“Cosmic Uncertainty” (this image was created with the assistance of Stable Diffusion)
When using machine learning (ML) applications, end-users often seek a reliable measure to assess the uncertainty of predictions. This is especially true when the stakes are high, such as medical diagnosis or accident prevention. One such measure are prediction intervals. When you’re working in python, they are basically just one more wrapper for your model. From my experience, the value of an uncertainty measure is often underestimated by end users at the start of the project. But in the end, it can make all the difference when it comes to user experience and adoption.
Prediction Intervals: A Primer
Prediction intervals play a vital role in estimating the uncertainty of ML predictions. These intervals establish a range within which the true value is likely to fall. Two popular methods for obtaining prediction intervals are conformal prediction and quantile regression. In conformal prediction you fit a model on a training data set, then quantify uncertainty based on the residuals of a held-out validation (or calibration) set. While the fraction of correct predictions matches well the chosen confidence interval, the downside is the (almost) constant interval width.
Quantile regression is performed by fitting two models (e.g. random forests) on the 5% percentile ($q_{\alpha,low}$) and 95% percentile ($q_{\alpha,high}$) and form the corresponding intervals with these models. Compared to conformal prediction, quantile regression lacks precision in terms of the percentage of incorrect predictions on new data, but it’s adaptive to heteroscedastic data and produces variable prediction interval width, which is reflective of the uncertainty of individual data points.
Conformalized Quantile Regression (CQR) combines the best of both worlds. You can find the original paper here. Like conformal prediction, CQR aims to provide a valid coverage, i.e. keeping the number of mistakes on new data close to a predefined tolerance level. It does so without making strong assumptions like a gaussian distribution of the data - as in quantile regression, it is designed to be adaptive to heteroscedasticity.
CQR under the hood
As in conformal prediction, we first split the data into a training set and a calibration set.
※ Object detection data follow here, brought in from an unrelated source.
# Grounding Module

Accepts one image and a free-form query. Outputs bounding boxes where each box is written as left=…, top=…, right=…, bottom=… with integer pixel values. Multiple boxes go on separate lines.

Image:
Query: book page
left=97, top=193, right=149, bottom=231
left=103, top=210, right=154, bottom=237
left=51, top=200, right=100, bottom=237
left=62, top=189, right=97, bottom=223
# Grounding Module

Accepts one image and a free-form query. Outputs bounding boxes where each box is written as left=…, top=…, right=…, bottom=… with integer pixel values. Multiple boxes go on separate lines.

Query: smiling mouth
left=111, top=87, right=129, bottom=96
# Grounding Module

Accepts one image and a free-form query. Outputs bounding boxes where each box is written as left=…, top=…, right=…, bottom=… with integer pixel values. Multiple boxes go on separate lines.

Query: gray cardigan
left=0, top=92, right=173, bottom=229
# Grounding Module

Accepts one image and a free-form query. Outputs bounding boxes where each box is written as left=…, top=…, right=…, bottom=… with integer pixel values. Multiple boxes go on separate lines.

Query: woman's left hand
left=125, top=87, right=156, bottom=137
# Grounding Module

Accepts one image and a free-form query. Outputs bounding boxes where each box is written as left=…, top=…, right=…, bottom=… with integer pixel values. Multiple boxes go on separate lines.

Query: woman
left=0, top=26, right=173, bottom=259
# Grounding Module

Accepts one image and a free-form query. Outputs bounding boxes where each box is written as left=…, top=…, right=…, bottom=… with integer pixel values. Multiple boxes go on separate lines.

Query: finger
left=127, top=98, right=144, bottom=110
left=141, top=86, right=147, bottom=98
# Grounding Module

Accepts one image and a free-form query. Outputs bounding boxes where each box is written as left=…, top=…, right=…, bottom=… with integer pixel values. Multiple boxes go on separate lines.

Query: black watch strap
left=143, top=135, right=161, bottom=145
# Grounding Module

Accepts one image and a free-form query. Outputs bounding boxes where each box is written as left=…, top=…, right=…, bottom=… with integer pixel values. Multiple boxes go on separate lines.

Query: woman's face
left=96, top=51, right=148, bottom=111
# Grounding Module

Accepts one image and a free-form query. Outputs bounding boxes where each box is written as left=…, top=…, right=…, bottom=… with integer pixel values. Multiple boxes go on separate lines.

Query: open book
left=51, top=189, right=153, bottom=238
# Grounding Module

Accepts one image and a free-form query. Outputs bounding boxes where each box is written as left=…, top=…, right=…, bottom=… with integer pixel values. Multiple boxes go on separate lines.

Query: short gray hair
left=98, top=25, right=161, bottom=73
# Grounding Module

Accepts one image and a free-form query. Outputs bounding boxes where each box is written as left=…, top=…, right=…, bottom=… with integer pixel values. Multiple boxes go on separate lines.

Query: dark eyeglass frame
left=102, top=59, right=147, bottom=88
We then fit two quantile models ($q_{\alpha,high}$ and $q_{\alpha,low}$) on the training samples. The next step is critical and differs from quantile regression: on the calibration data set, we compute conformity scores which quantify the errors made by $q_{\alpha,high}$ and $q_{\alpha,low}$. Finally, we calculate the (1-alpha) quantile from all conformity scores. For a new data point we can calculate the lower (upper) end of the prediction interval by subtracting (adding) the conformity score’s quantile to the prediction of $q_{\alpha,low}$ ($q_{\alpha,high}$).
Generating Prediction Intervals with the “MAPIE” Python module
One effective method to get your CQR prediction intervals is with the MAPIE Python module. This module integrates with custom scikit-learn models and pipelines. I’ve also tested and used it for my custom scikit-learn pipelines on AWS Sagemaker, streamlining the process of generating prediction intervals. But make sure you “parse” the output of your model pipeline since you will not only get the prediction but also the corresponding prediction intervals as numpy arrays.
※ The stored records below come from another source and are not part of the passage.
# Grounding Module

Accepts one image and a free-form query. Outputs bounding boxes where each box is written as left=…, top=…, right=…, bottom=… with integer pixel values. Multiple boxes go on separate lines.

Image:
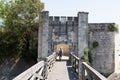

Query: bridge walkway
left=48, top=56, right=78, bottom=80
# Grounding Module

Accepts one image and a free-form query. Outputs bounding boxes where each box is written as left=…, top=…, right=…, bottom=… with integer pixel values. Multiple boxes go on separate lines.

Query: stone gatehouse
left=38, top=11, right=119, bottom=76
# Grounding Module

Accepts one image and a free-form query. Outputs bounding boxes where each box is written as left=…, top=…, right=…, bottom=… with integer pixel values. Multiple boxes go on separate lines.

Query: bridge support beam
left=38, top=11, right=50, bottom=61
left=78, top=12, right=88, bottom=75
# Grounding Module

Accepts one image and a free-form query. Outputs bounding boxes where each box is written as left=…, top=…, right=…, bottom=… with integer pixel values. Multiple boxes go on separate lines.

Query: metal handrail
left=70, top=52, right=80, bottom=77
left=13, top=52, right=56, bottom=80
left=82, top=62, right=107, bottom=80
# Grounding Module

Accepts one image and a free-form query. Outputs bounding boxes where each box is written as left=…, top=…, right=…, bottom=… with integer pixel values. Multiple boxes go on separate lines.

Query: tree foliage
left=0, top=0, right=44, bottom=61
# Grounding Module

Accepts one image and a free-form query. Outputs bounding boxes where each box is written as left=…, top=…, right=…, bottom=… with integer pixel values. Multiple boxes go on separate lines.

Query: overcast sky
left=42, top=0, right=120, bottom=25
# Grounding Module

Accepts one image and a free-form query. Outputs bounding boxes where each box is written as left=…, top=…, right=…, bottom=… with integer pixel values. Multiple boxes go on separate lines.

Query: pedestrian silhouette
left=58, top=48, right=62, bottom=60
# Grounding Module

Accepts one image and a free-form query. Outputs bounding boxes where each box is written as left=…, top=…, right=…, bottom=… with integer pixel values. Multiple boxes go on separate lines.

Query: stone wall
left=49, top=16, right=78, bottom=53
left=89, top=23, right=119, bottom=76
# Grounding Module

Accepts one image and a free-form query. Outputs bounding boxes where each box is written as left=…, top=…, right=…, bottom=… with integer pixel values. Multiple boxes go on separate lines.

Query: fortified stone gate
left=38, top=11, right=120, bottom=76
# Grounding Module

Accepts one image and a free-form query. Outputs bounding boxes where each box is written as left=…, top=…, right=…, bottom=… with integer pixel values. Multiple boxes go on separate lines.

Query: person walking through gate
left=58, top=48, right=62, bottom=60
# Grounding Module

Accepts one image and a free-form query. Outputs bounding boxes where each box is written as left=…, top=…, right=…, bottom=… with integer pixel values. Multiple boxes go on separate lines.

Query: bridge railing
left=70, top=53, right=107, bottom=80
left=13, top=52, right=56, bottom=80
left=82, top=62, right=107, bottom=80
left=69, top=52, right=80, bottom=77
Conclusion: Improving Prediction Confidence with Conformal Quantile Regression
Whether you are at the beginning of a project or in the beta testing phase, consider offering prediction intervals as additional features to your customers to increase trust and user adoption. Conformal Quantile Regression (CQR) offers an effective solution to address the limitations of conformal prediction and quantile regression when estimating prediction intervals. A quick and easy way to obtain CQR intervals with your existing scikit-learn pipelines is by using the MAPIE module. So far, stay curious and keep learning!